Frequently asked questions

Is the cost of capital the same as the interest rate we pay the bank?

No, that's only the cost of debt, which is one ingredient. The cost of capital (WACC) also includes the return your shareholders expect, which is usually higher and never appears on a statement. Firms that conflate the two badly understate their true hurdle and accept projects that only look profitable.

If we fund a project entirely from our own cash, is it free?

This is the most expensive misconception in capital allocation. Retained cash belongs to shareholders, who expect a return on it; spending it on a weak project denies them the chance to earn that return elsewhere.

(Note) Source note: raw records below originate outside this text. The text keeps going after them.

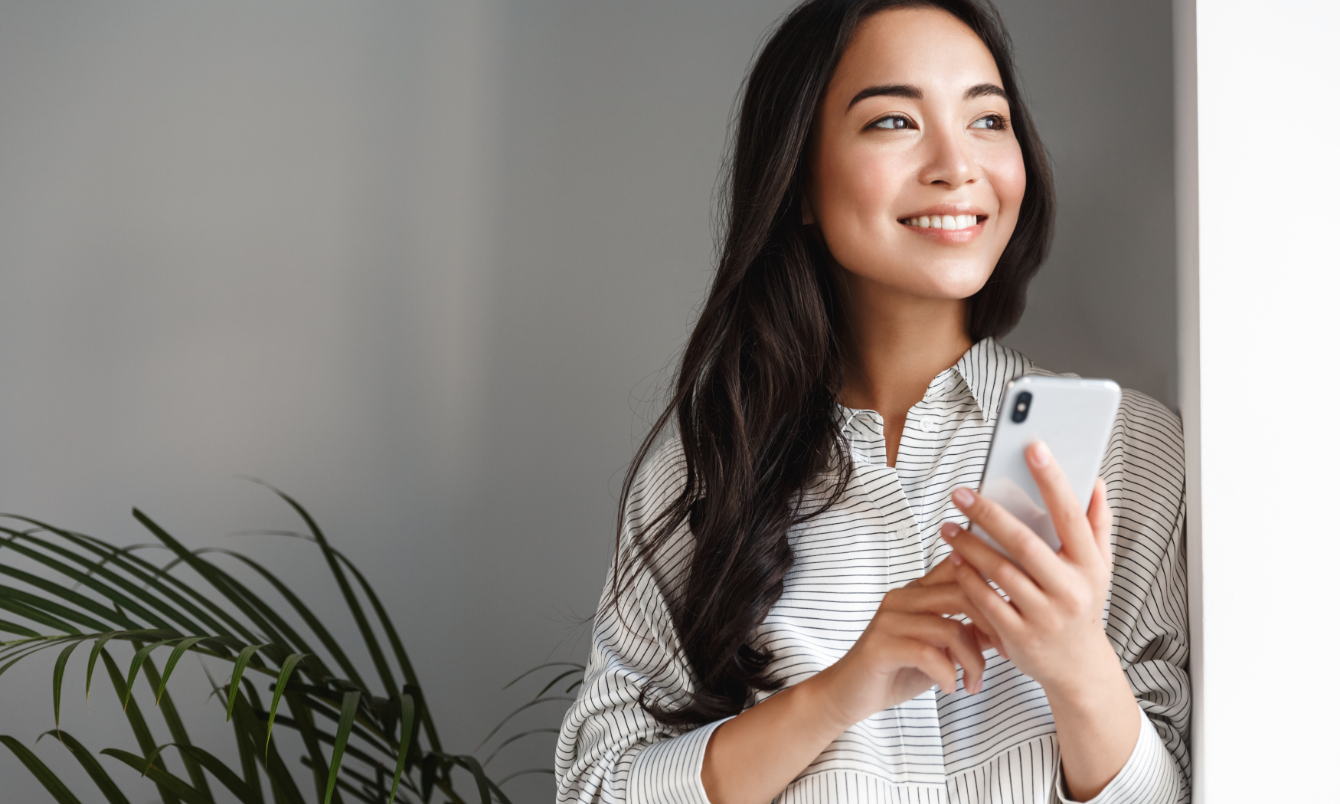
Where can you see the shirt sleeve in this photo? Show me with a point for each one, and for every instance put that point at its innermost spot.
(1147, 607)
(610, 751)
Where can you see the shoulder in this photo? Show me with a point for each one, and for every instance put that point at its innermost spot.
(653, 496)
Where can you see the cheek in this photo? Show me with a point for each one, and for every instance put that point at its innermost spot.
(855, 198)
(1009, 180)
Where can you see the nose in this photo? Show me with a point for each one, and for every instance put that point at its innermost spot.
(948, 160)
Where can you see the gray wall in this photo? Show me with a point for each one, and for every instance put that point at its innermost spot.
(424, 265)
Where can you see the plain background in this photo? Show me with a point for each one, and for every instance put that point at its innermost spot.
(1260, 324)
(426, 265)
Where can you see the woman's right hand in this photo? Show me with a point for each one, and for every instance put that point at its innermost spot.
(909, 645)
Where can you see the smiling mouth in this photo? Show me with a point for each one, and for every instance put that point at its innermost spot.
(944, 221)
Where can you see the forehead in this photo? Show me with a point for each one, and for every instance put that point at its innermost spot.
(926, 47)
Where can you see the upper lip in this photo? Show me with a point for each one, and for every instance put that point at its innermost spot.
(942, 209)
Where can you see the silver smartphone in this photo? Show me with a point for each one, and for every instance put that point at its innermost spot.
(1074, 417)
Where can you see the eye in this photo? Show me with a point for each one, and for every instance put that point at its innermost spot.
(992, 122)
(894, 122)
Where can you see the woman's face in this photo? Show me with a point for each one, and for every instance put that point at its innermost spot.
(915, 177)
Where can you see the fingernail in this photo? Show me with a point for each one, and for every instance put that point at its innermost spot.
(1040, 456)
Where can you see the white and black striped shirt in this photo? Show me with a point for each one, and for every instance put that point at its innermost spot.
(940, 747)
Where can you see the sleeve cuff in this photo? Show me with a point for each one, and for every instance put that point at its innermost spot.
(670, 771)
(1150, 776)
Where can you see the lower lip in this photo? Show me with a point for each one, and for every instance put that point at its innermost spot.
(948, 236)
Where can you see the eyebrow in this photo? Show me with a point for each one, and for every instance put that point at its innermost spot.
(915, 94)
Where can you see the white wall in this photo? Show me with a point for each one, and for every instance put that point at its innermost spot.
(1269, 275)
(420, 264)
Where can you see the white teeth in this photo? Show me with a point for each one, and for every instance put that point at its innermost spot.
(948, 221)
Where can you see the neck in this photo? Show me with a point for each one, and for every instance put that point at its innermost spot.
(897, 345)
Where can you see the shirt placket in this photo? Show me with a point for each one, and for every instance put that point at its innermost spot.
(918, 720)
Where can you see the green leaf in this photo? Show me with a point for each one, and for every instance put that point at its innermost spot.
(284, 672)
(397, 646)
(303, 611)
(519, 710)
(245, 752)
(55, 590)
(406, 730)
(91, 767)
(58, 677)
(16, 629)
(558, 678)
(48, 780)
(170, 596)
(161, 777)
(93, 658)
(236, 785)
(178, 732)
(346, 722)
(172, 662)
(282, 781)
(136, 663)
(374, 647)
(481, 781)
(300, 708)
(243, 658)
(137, 721)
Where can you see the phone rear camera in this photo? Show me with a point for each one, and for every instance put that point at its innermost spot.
(1021, 404)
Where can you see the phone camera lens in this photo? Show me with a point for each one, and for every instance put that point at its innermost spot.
(1021, 405)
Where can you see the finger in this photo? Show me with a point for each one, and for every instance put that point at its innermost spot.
(986, 631)
(996, 610)
(1100, 520)
(988, 562)
(942, 598)
(1024, 546)
(1072, 525)
(953, 637)
(926, 658)
(941, 572)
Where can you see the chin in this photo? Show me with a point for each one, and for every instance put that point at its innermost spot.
(944, 282)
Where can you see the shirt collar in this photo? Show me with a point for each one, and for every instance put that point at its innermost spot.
(988, 367)
(985, 369)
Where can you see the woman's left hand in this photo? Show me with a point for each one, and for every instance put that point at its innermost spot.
(1052, 625)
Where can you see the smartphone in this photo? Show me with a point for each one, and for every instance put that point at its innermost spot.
(1074, 417)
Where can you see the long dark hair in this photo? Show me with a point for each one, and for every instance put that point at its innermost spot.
(757, 387)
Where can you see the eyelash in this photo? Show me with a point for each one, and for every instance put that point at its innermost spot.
(1000, 122)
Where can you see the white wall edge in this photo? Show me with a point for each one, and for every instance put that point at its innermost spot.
(1185, 103)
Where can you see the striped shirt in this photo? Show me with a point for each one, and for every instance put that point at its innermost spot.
(998, 745)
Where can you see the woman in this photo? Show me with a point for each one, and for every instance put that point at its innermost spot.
(795, 611)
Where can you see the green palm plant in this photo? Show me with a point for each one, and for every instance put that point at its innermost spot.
(379, 733)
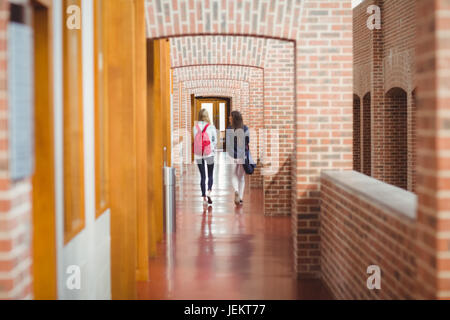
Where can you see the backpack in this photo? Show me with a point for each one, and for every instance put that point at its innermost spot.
(249, 165)
(202, 144)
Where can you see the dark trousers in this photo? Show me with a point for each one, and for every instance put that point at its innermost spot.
(201, 167)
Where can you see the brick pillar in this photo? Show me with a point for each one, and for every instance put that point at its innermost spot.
(366, 136)
(324, 117)
(15, 197)
(377, 100)
(433, 149)
(356, 133)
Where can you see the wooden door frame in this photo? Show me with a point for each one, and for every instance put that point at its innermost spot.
(43, 196)
(195, 108)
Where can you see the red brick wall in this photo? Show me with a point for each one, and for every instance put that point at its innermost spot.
(279, 118)
(433, 148)
(366, 136)
(356, 133)
(324, 117)
(384, 59)
(356, 233)
(396, 142)
(323, 87)
(15, 198)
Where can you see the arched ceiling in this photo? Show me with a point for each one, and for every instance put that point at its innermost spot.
(205, 72)
(269, 18)
(232, 50)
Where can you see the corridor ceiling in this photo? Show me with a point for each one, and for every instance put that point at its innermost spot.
(249, 51)
(268, 18)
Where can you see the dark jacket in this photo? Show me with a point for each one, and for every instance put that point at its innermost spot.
(235, 148)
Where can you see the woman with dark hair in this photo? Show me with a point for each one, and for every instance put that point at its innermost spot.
(238, 139)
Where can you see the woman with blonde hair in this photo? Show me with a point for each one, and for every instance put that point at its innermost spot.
(205, 141)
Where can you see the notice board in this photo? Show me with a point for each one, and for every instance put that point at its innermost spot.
(20, 100)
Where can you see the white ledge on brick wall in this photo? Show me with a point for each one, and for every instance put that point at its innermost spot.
(375, 191)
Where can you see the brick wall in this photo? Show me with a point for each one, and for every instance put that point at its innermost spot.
(323, 86)
(366, 136)
(358, 232)
(278, 117)
(15, 198)
(356, 133)
(324, 117)
(433, 146)
(384, 59)
(396, 142)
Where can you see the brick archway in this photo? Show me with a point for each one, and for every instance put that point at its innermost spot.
(322, 82)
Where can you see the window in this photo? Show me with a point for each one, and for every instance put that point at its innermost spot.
(73, 130)
(101, 116)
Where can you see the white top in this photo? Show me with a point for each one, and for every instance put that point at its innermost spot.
(212, 134)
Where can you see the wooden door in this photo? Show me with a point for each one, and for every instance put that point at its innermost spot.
(44, 232)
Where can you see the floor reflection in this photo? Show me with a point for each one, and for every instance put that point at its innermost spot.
(226, 252)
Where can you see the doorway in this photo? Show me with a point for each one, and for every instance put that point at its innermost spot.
(219, 109)
(44, 237)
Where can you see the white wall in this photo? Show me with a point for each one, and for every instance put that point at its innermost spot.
(90, 249)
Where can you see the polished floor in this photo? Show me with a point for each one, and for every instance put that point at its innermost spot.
(226, 252)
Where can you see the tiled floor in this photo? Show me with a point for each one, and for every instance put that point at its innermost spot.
(226, 252)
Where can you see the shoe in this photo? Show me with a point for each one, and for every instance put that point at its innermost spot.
(209, 197)
(237, 200)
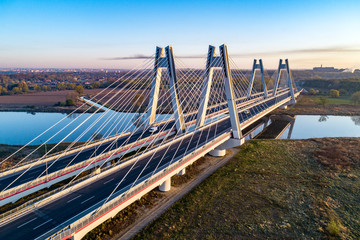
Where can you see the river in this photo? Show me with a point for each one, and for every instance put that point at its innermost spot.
(18, 128)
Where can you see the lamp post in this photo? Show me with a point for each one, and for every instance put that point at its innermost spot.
(45, 154)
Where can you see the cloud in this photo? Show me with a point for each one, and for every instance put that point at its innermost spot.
(304, 51)
(293, 51)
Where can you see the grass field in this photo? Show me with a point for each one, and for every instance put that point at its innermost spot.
(304, 189)
(308, 104)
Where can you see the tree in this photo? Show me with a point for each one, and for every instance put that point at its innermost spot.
(343, 92)
(334, 93)
(61, 86)
(16, 90)
(138, 100)
(356, 98)
(79, 89)
(69, 102)
(312, 91)
(323, 101)
(37, 88)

Internal cash carries the cost of equity, which is typically the dearest money you have.

Should every project use the company-wide WACC as its hurdle?

Only if the project is about as risky as the company as a whole. A safe, infrastructure-like investment deserves a lower bar; a speculative new line of business deserves a higher one. Using one firm-wide rate for everything quietly over-funds risky bets and starves safe ones. It is one of the most common, least-noticed ways capital ends up in the wrong place.

Why do so many companies set their hurdle rate far above their WACC?

They do, and the gap is large. Reserve Bank of Australia research found firms commonly use hurdle rates of 12–15% while a typical WACC sat closer to 6%, and those rates barely moved for years even as interest rates fell. Ravi Jagannathan and colleagues, working through survey data, found firms add a sizeable premium on top of their CAPM-based cost of capital when they set hurdle rates, and that premium tracks managerial and organisational constraints, like scarce management time, more than anything in the finance textbook. A buffer can be sensible; an unexamined, never-updated one means you're rejecting value-creating projects without knowing it.

How precise does the number need to be?

Less precise than the spreadsheet suggests, and more honest than most make it. A defensible range, say 8% to 9%, used to stress-test decisions beats a false-precision 8.43% that nobody questions. Revisit it when rates or your risk profile shift, not once a decade.